Indonesia-Singapura menyepakati sejumlah perjanjian strategis di bidang politik, hukum, keamanan, ekonomi, dan sosial budaya termasuk FIR Aggreement dan Letter Of Cooperation Aggreement (LOCA) tentang Pencarian dan Pertolongan
selengkapnya CNN Indonesia on Instagram: “Indonesia-Singapura menyepakati sejumlah perjanjian strategis di bidang politik, hukum, keamanan, ekonomi, dan sosial budaya. Dua…”
Indonesa sudah berupaya paya merebut kembali kedaulatan udara Indonesia dari tangan Singapura sudah berlangsung sejak tahun 1993 melalui pertemuan Navigasi Udara Regional (Regional Air Navigation/RAN Meeting) yang diselenggarakan Organisasi Penerbangan Sipil Internasional (ICAO) di Bangkok, namun masih belum mendapatkan hasil yang baik. Indonesia terus berupaya melakukan perundingan dengan Singapura. Catatan yang dimiliki Direktorat Navigasi Penerbangan Direktorat Jenderal Perhubungan Udara Kementerian Perhubungan menunjukkan setidaknya terjadi empat kali pertemuan membahas FIR. Di antaranya pertemuan bilateral di Jakarta tahun 1994 dan tahun 1995 di Singapura. Ada juga pertemuan tahun 2009 di Bali yang dipimpin Menteri Luar Negeri Hassan Wirajuda.
Presiden Jokowi pada tahun 2015 memerintahkan untuk mengambil alih pengelolaan navigasi (Flight Information Ragion/FIR) blok ABC yang selama ini dikelola oleh Singapura dan Malaysia, pada 2019 tindak lanjut arahan Presiden Republik Indonesia Joko widodo dibentuk dalam kerangka kerja Indonesia untuk negosiasi FIR yang disepakati oleh Indonesia dan Singapura.
Kerangka kerja perundingan FIR antara RI dengan Singapura merupakan sebuah langkah awal diplomasi yang dilakukan pemerintah untuk menata ulang pengelolaan ruang udara yang digunakan untuk memberikan pelayanan lalu lintas udara di atas Natuna, Tarempa, dan Kepulauan Riau.

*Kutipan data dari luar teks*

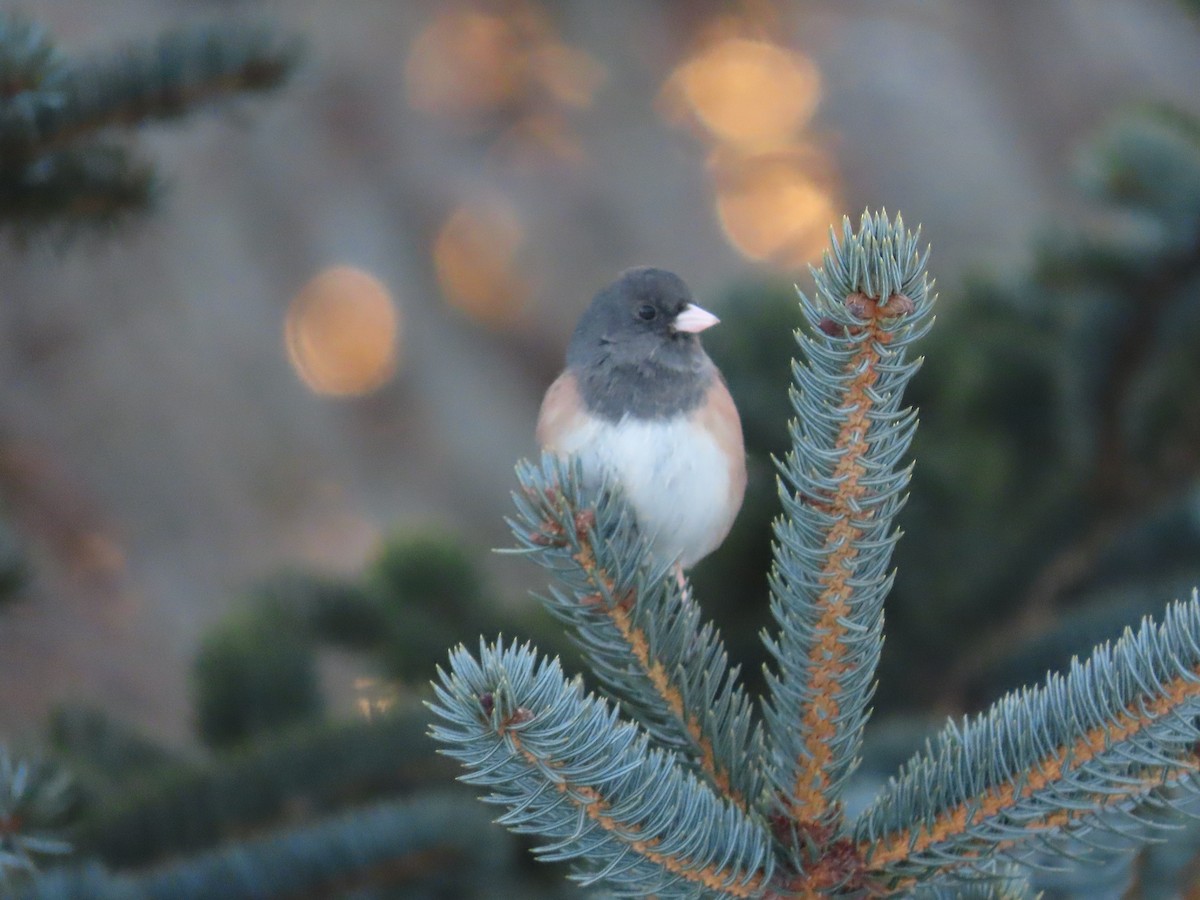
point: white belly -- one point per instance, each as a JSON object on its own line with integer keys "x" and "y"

Pengelolaan ruang udara tersebut pada pokoknya terbatas hanya mengenai penyediaan informasi penerbangan guna mencegah terjadinya tabrakan di udara dan mempercepat serta menjamin terwujudnya lalu lintas penerbangan yang teratur sebagaimana telah ditetapkan oleh ICAO.
Menteri Koordiantor Bidang Kemaritiman Luhut Binsar Pandjaitan diberikan mandate untuk terus mendorong kerja sama terkait FIR dengan Singapura sebagaimana disampaikan oleh Presiden Republik Indonesia Joko Widodo.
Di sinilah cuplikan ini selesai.